More than 40,000 pre-school children are missing out on free childcare promised by the Government, and the problem is set to worsen with many local authorities unable to provide enough places, according to a new report.
The number of local authorities in England with insufficient places for three and four year olds has more than doubled in the past year, from 23 to 59, states the report by the Family and Childcare Trust.
Some 41,300 three year olds are not getting free early education in England, and more than a third of councils are struggling to meet demand, it says.
The national shortage is jeopardising the Government’s pledge to double the free childcare to 30 hours a week, during term time, for working parents by 2017, warns the report, based on data provided by local authorities.
The issue is not confined to pre-school children.
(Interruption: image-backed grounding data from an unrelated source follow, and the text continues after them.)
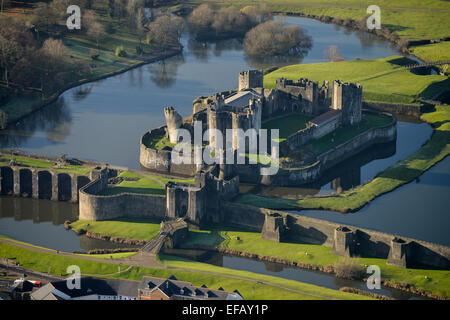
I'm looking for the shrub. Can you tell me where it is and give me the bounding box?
[333,257,365,280]
[115,45,127,57]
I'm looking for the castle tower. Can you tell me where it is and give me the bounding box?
[261,213,285,242]
[332,80,363,126]
[164,106,183,144]
[238,70,263,91]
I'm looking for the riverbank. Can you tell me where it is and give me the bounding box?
[0,2,182,127]
[236,104,449,213]
[197,0,450,62]
[0,237,368,300]
[178,226,450,299]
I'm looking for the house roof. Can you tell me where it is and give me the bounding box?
[31,277,139,300]
[310,109,341,126]
[139,276,243,300]
[225,90,261,108]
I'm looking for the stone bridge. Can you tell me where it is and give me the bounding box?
[403,60,450,70]
[0,165,92,203]
[141,218,188,254]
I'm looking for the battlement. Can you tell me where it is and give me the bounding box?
[332,80,363,126]
[164,106,183,144]
[238,70,263,91]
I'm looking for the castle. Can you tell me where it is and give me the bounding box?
[141,69,364,181]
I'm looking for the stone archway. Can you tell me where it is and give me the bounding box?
[57,173,72,201]
[0,166,13,195]
[38,171,52,199]
[19,169,33,197]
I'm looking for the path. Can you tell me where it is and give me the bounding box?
[0,238,343,300]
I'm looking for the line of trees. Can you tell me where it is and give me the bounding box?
[187,4,271,40]
[243,20,312,59]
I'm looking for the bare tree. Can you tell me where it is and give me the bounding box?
[147,15,184,50]
[187,4,214,36]
[212,7,248,37]
[41,38,68,66]
[244,20,312,58]
[0,35,20,87]
[324,45,344,62]
[88,21,106,49]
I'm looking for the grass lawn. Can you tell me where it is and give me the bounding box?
[313,113,393,155]
[264,56,449,104]
[0,154,91,175]
[182,225,450,298]
[220,0,450,42]
[142,132,176,151]
[70,218,162,241]
[76,252,138,260]
[262,114,313,141]
[98,171,166,196]
[409,42,450,63]
[97,171,195,196]
[0,242,124,276]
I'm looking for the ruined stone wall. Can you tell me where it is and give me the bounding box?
[140,130,198,177]
[332,81,362,126]
[261,112,397,186]
[363,101,432,117]
[79,177,166,221]
[312,114,341,139]
[221,202,450,269]
[238,70,263,91]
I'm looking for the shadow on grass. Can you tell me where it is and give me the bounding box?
[98,187,165,196]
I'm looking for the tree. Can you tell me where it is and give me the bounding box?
[187,4,214,37]
[147,14,184,50]
[240,5,272,27]
[244,20,312,58]
[88,21,106,49]
[31,2,58,34]
[0,35,20,87]
[212,7,248,37]
[323,45,344,62]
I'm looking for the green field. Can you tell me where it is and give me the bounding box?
[70,218,162,241]
[264,56,449,104]
[98,171,195,196]
[313,113,392,155]
[220,0,450,42]
[142,132,176,151]
[0,239,368,300]
[181,226,450,298]
[0,241,123,276]
[409,42,450,63]
[262,114,313,141]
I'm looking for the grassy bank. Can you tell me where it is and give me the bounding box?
[0,1,179,125]
[264,56,449,104]
[262,114,313,141]
[156,254,374,300]
[0,154,91,175]
[70,218,162,241]
[181,226,450,298]
[0,241,123,276]
[216,0,450,42]
[0,238,367,300]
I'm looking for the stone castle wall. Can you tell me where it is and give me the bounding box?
[260,112,396,186]
[78,177,166,221]
[221,202,450,269]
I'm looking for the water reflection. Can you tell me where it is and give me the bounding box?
[0,97,72,148]
[147,54,186,88]
[0,197,139,252]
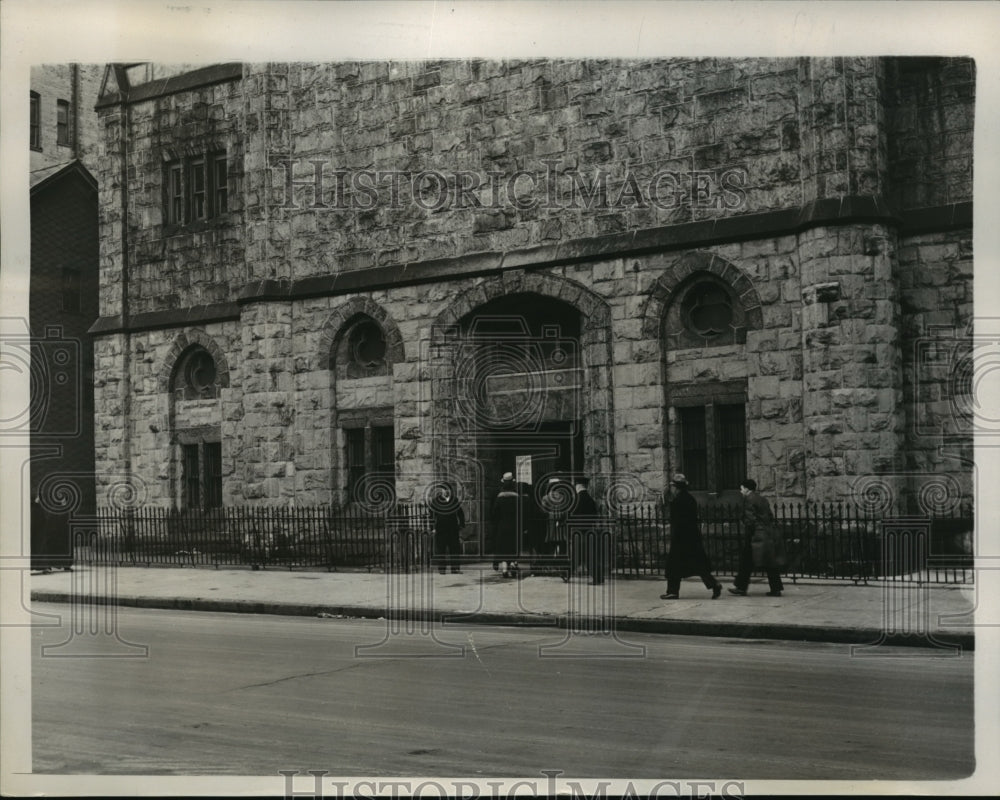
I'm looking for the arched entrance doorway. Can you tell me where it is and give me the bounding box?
[426,274,614,544]
[454,293,584,491]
Just nine per cent of local authorities in England and Wales, and 12 per cent in Scotland, have sufficient after-school care for primary school children.
Local authorities in England and Wales are legally obliged to ensure there is sufficient childcare for working parents, under The Childcare Act 2006. Yet only 45 per cent of councils in England and 40 per cent in Wales provide enough places for parents working full-time. And in Scotland, only 13 per cent of local authorities have sufficient places.
The report also reveals how a family with one child under two in part-time childcare and one child at an after-school club faces an average annual bill of £7,933 – more than 28 per cent of the median household income in Britain. The average weekly cost of a part-time nursery place for a child under two is £116.77, and for a child aged two or older it is £111.88.